An Homage to Spiritual Directors
I had my first spiritual director what I was 14 years old. I was a freshman in High School, my first year as a seminarian in the Catholic Church. I was too young to know what to do with a spiritual director, what their role in my life was, or how to grow because of what they did to help.
I would spend eight years in the Catholic seminary, every year of which I was asked to form a relationship with a spiritual director. By the time I left seminary, I had come to rely heavily on their gift to help shape and direct the health of my spiritual well-being.
Part counselor, part coach, part guru, and part confidante, every SD I have ever had the joy of working work had one thing in mind: exploring honest answers to the question “how is it with my soul?”

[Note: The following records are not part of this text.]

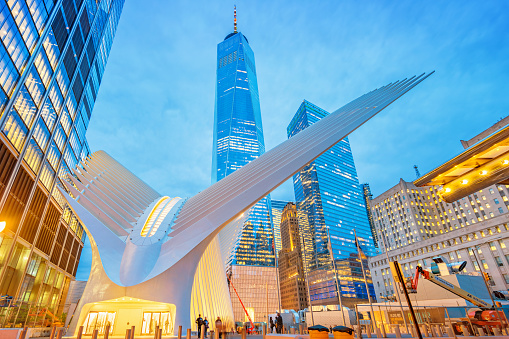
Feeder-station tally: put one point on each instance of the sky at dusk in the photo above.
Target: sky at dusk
(155, 108)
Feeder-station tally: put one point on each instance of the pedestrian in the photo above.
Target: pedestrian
(219, 326)
(279, 323)
(206, 323)
(199, 322)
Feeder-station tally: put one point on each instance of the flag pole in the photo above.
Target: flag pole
(276, 267)
(365, 281)
(306, 277)
(336, 277)
(396, 291)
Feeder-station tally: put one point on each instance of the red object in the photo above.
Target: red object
(245, 311)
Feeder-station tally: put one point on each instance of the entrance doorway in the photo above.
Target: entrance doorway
(153, 319)
(99, 320)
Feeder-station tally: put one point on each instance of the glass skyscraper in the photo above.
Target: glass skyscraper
(52, 59)
(238, 139)
(328, 193)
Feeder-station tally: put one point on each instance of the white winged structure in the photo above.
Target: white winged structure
(156, 259)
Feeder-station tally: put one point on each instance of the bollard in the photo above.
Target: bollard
(496, 331)
(23, 333)
(434, 331)
(424, 330)
(397, 331)
(414, 332)
(438, 331)
(53, 332)
(368, 331)
(464, 330)
(80, 332)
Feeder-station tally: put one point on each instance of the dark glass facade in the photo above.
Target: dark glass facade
(52, 58)
(238, 139)
(328, 193)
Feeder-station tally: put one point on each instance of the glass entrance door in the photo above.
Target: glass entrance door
(99, 320)
(153, 319)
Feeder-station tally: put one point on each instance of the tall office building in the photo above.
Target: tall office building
(277, 209)
(238, 139)
(327, 191)
(53, 55)
(291, 268)
(366, 190)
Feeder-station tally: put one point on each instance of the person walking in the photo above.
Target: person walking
(219, 326)
(206, 323)
(199, 322)
(279, 323)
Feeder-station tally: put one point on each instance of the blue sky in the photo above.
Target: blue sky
(154, 112)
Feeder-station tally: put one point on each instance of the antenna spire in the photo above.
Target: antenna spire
(234, 19)
(417, 173)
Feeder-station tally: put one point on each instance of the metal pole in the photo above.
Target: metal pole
(395, 287)
(359, 326)
(307, 280)
(450, 323)
(277, 271)
(336, 277)
(402, 282)
(364, 276)
(487, 287)
(267, 300)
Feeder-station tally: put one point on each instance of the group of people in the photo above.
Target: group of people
(203, 321)
(278, 324)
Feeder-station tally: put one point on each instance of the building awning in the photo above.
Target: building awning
(481, 165)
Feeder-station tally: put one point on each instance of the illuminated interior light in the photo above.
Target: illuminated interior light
(153, 215)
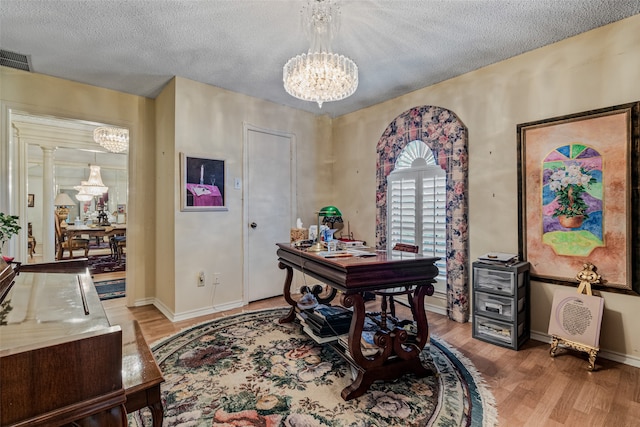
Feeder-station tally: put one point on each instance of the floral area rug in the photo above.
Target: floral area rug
(99, 264)
(110, 289)
(249, 370)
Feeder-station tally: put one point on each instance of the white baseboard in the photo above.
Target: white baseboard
(605, 354)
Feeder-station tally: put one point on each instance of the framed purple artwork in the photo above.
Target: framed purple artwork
(202, 184)
(578, 196)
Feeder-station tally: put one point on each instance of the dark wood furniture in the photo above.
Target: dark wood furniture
(141, 376)
(77, 232)
(353, 276)
(31, 241)
(60, 359)
(68, 242)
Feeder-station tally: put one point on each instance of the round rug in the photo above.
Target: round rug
(249, 370)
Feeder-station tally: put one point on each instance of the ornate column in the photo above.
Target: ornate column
(48, 196)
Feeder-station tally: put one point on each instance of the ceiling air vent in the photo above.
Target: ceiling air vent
(15, 60)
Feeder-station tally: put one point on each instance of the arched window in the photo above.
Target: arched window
(416, 206)
(446, 136)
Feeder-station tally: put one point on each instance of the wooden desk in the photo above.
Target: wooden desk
(353, 277)
(72, 231)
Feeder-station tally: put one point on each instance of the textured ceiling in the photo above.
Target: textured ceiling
(137, 46)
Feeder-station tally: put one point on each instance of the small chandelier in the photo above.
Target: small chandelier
(320, 75)
(115, 140)
(82, 195)
(93, 186)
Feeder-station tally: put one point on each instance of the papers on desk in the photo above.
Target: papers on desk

I am now thirty years into my ordained ministry. Over the years I have had opportunities to work with these remarkable leaders, whose calling and gift is to maintain the spiritual health of the church and those who serve within it.

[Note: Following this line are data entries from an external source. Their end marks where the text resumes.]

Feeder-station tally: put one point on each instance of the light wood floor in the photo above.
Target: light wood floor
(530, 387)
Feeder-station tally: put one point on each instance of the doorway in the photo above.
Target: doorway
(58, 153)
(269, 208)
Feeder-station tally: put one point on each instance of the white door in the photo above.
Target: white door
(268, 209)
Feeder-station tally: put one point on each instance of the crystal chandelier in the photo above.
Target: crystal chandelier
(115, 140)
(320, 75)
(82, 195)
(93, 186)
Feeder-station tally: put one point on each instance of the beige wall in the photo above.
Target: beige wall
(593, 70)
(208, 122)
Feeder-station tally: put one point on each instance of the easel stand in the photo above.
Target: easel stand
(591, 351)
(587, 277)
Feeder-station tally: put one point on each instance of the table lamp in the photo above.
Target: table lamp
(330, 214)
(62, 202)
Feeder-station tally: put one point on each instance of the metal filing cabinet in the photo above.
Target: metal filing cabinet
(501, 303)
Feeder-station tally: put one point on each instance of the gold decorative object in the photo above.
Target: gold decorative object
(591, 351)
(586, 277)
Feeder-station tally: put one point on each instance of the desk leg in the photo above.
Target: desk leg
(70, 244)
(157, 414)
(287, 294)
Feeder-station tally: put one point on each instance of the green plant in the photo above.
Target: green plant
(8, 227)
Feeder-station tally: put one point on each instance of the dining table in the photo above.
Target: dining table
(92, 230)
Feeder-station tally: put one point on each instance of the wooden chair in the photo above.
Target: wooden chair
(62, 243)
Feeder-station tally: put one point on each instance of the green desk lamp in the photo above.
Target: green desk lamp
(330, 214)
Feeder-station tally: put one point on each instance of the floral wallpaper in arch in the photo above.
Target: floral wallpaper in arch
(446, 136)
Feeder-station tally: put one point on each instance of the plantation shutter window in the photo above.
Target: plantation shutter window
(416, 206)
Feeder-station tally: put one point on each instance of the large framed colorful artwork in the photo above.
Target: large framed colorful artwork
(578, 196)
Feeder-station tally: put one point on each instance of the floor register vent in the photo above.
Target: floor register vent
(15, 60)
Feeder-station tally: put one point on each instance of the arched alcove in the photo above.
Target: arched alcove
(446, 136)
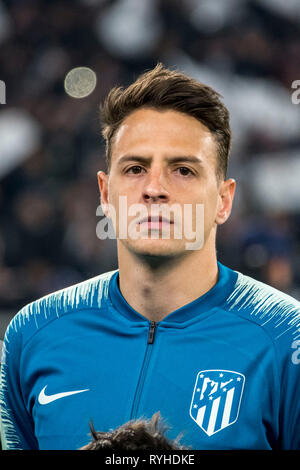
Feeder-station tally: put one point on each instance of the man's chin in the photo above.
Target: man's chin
(155, 248)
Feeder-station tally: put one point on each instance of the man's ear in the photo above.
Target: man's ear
(103, 189)
(226, 195)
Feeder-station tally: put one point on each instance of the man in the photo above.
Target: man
(173, 330)
(134, 435)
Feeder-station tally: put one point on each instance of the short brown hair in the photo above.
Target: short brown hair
(162, 88)
(141, 435)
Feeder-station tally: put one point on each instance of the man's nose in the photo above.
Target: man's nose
(155, 188)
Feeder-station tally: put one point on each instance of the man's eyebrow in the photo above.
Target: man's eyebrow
(185, 158)
(133, 158)
(172, 160)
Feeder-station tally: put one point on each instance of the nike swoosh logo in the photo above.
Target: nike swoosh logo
(44, 399)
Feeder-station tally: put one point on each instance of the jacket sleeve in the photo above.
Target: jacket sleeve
(17, 430)
(289, 419)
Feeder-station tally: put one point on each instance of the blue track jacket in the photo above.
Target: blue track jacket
(224, 370)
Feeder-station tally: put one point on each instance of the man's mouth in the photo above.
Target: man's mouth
(155, 222)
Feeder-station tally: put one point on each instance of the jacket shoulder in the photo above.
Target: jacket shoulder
(273, 310)
(91, 293)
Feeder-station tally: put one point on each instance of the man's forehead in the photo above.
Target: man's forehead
(182, 133)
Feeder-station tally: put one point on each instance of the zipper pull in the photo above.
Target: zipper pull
(151, 332)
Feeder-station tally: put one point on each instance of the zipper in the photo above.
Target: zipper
(144, 369)
(151, 332)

A few years ago, I prepared a address to a group of leaders in the Conference of churches where I was working. My opening line read “It is time for the Spiritual Directors, the shamans, and the sages to find their voice among us. It is time for us to listen to what they give voice to.”
Before the remarkable church historian Phyllis Tickle died, she reminded the church that we are going through a new time of Reformation. The previous Reformation shifted the Church on its axis. These shifts, which she argued happened about once every 500 years, begin when questions about authority surface. We call into question that which we grant the authority to resolve our questions about truth and morality.
Its happening again, she said. Since the time of Luther, the reformed traditions granted that authority to scripture. She says we have learned new things about those writings that, while they remain sacred to us, are no longer going to allow us to say the Bible is our only source of determining truth and moral judgment.
What will replace it?
Her guess was the Holy Spirit.
She says we are entering a time when the sacred movement and dance of the Spirit of the living God and the risen Christ will assist the Church in its deliberations. The art of discernment, the playful and creative ability to sense the impulses of the Spirit of God in prayer and through contemplation, will stand alongside our renderings of our sacred texts and speak to us about our pathways to grace, to justice, to faith, to hope, and to love.
And so, it is time for the spiritual directors, those who direct our spirits, who open us up to matters oft unnoticed in the hectic and chaotic world we move through, to emerge. It is time for us all the develop disciplines of discernment and contemplation so that the Holy Spirit, who has not abandoned the church and remains its life-blood, can speak to us through the cacophony of voices vying for our attention.
Gentle traveler of these some times weary ways, let your spirit open up on your walk through this world. May there be joy in your spirit on this, your journey Into the Mystic.